Liputan6.com, Jakarta - Anggota Komisi III DPR RI dari Fraksi Partai Gerindra, Martin Daniel Tumbelaka, mengapresiasi langkah konkret Kepolisian Negara Republik Indonesia (Polri) dalam mendukung upaya pemerintah mewujudkan kedaulatan pangan nasional.
Martin menilai, di bawah kepemimpinan Kapolri Jenderal Listyo Sigit Prabowo, Polri tidak hanya menjalankan fungsi penegakan hukum, tetapi juga aktif berkontribusi dalam agenda strategis nasional.
Advertisement
“Saya memberikan apresiasi setinggi-tingginya kepada Polri yang ikut hadir dan aktif mengambil peran nyata dalam upaya mewujudkan kedaulatan pangan. Ini menunjukkan bahwa Polri semakin responsif dan adaptif terhadap kebutuhan bangsa,” kata Martin dikutip Jumat (6/6/2025).
Martin menyebut, kehadiran Kapolri mendampingi Presiden Prabowo Subianto dalam acara panen raya jagung kuartal II di Bengkayang, Kalimantan Barat, menjadi bukti keseriusan Polri dalam menjalankan peran sebagai bagian dari instrumen pembangunan nasional.
“Ketika institusi kepolisian hadir di tengah-tengah petani, membantu penanaman, pengelolaan lahan, hingga distribusi hasil panen, itu bukan hal kecil. Itu transformasi besar dari pendekatan keamanan menuju pendekatan kesejahteraan,” ujarnya.
Polri Komitmen Dukung Kedaulatan Pangan
Dalam kegiatan panen raya tersebut, Kapolri Jenderal Listyo Sigit Prabowo menyampaikan komitmen Polri dalam mendukung program kedaulatan pangan. Dia menyebut Polri menargetkan penanaman jagung di lahan seluas 1 juta hektare selama tahun 2025.
“Suatu kehormatan dan kebanggaan bagi kami, di tengah padatnya tugas kenegaraan, Bapak Presiden Republik Indonesia berkenan hadir untuk menyapa langsung para petani sekaligus memberikan semangat bagi kita semua untuk mewujudkan kedaulatan pangan Indonesia,” kata Listyo.
Listyo menambahkan, saat ini terdapat 445.600 hektare lahan siap tanam serta 922.700 hektare lahan perhutanan sosial yang sedang dalam tahap verifikasi. Apabila seluruh lahan tersebut dapat dimanfaatkan, target 1 juta hektare bisa dilampaui.
Martin menyebut langkah ini tidak hanya realistis, tetapi juga menggambarkan kemampuan institusi Polri dalam merespons persoalan riil yang dihadapi masyarakat.
Ketahanan Pangan Pondasi Keamanan Nasional
“Ketahanan pangan adalah fondasi bagi stabilitas sosial dan keamanan nasional. Ketika Polri berkontribusi di sektor ini, itu memperkuat posisi Polri sebagai garda terdepan dalam menjaga ketahanan bangsa, bukan hanya dari sisi keamanan, tetapi juga dari aspek ekonomi rakyat,” tutur Martin.

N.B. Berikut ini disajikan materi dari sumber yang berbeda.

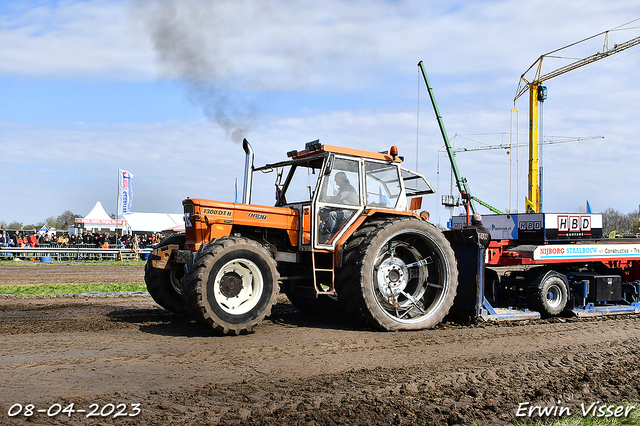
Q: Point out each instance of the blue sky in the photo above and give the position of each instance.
(162, 89)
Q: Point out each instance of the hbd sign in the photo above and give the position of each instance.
(574, 223)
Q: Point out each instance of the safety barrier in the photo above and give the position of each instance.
(47, 254)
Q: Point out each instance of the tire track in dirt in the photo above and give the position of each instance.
(300, 370)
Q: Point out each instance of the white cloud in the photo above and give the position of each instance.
(358, 53)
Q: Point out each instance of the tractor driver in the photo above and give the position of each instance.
(347, 194)
(333, 220)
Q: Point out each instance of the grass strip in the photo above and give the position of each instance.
(49, 289)
(36, 261)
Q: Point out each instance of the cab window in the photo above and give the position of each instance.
(383, 184)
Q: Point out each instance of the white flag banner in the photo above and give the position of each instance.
(125, 193)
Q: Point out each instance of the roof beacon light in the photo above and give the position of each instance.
(394, 152)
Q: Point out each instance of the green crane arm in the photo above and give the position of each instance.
(461, 182)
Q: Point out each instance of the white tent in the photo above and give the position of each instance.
(153, 222)
(98, 219)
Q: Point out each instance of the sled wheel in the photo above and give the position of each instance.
(164, 285)
(398, 274)
(549, 295)
(231, 285)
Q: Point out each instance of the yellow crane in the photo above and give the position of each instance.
(537, 94)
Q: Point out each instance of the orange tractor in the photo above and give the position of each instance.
(341, 231)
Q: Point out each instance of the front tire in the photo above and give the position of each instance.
(164, 285)
(398, 274)
(231, 285)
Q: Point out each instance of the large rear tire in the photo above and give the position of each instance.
(398, 274)
(231, 285)
(164, 285)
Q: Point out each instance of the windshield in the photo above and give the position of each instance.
(383, 184)
(415, 184)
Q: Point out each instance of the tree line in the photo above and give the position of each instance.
(612, 220)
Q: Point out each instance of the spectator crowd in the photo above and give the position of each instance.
(86, 239)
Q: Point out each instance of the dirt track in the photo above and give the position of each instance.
(294, 369)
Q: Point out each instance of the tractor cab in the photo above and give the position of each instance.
(331, 187)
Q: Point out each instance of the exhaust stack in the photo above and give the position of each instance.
(248, 172)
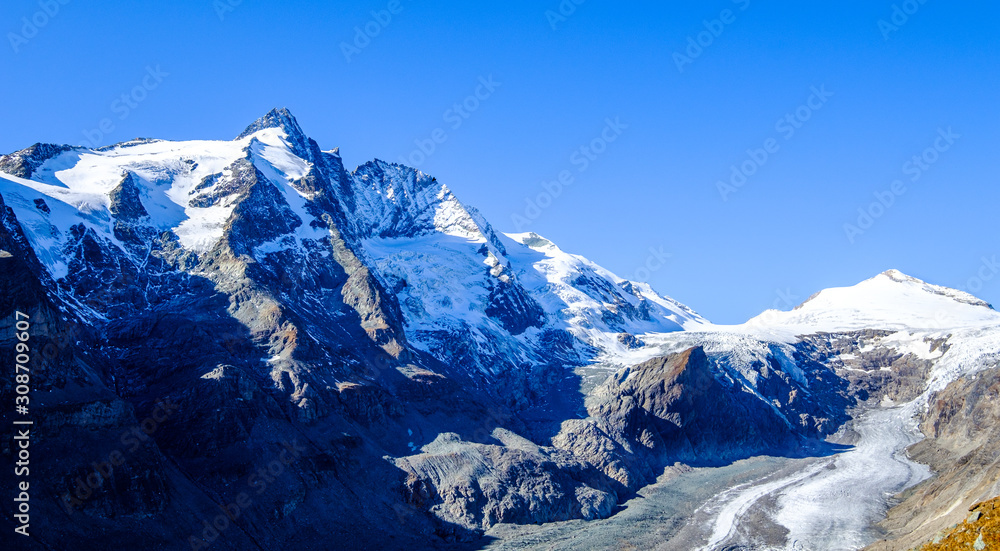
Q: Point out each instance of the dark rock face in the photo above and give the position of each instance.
(24, 163)
(962, 426)
(667, 410)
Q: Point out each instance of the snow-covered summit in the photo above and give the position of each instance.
(274, 198)
(891, 300)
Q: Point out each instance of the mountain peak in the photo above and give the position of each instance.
(280, 118)
(890, 300)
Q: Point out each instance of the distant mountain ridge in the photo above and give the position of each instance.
(436, 377)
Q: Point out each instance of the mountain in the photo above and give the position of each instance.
(248, 327)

Polri juga tercatat telah memberdayakan lebih dari 136.000 kelompok tani untuk mengelola lahan-lahan tersebut. Pada kuartal I 2025, panen jagung mencapai 118.975 ton dari 16.656 hektare lahan. Sementara pada kuartal II, hasil panen meningkat signifikan, yaitu antara 1,78 hingga 2,54 juta ton.
Martin menilai capaian ini bukan hanya soal angka, tetapi menunjukkan pola kerja lintas sektoral yang harus terus diperkuat ke depan.
Kerja Konkret Polri
“Ini kerja konkret, bukan simbolik. Ini bentuk bahwa negara hadir, dan Polri menjadi bagian penting dari kehadiran itu,” ucap Martin.
Dalam mendukung produktivitas petani, Polri juga telah menyalurkan bantuan berupa 500 unit alat penguji kesuburan tanah, 50 alat pemipil jagung, 100 alat penguji kadar air, dan 100 alat pengering berkapasitas 1 ton kepada kelompok tani dan koperasi di lima wilayah Polda, yakni Kalbar, Jatim, Sulsel, NTB, dan Bengkulu.
Menurut Martin, sinergi antara Polri dan sektor pertanian patut diapresiasi dan terus diperluas ke daerah-daerah lainnya agar manfaatnya semakin merata di seluruh Indonesia.
“Program ini sangat baik dan sejalan dengan semangat pemerataan pembangunan. Saya berharap sinergi seperti ini bisa terus berlanjut dan melibatkan lebih banyak pihak demi memperkuat ketahanan pangan nasional,” ujarnya.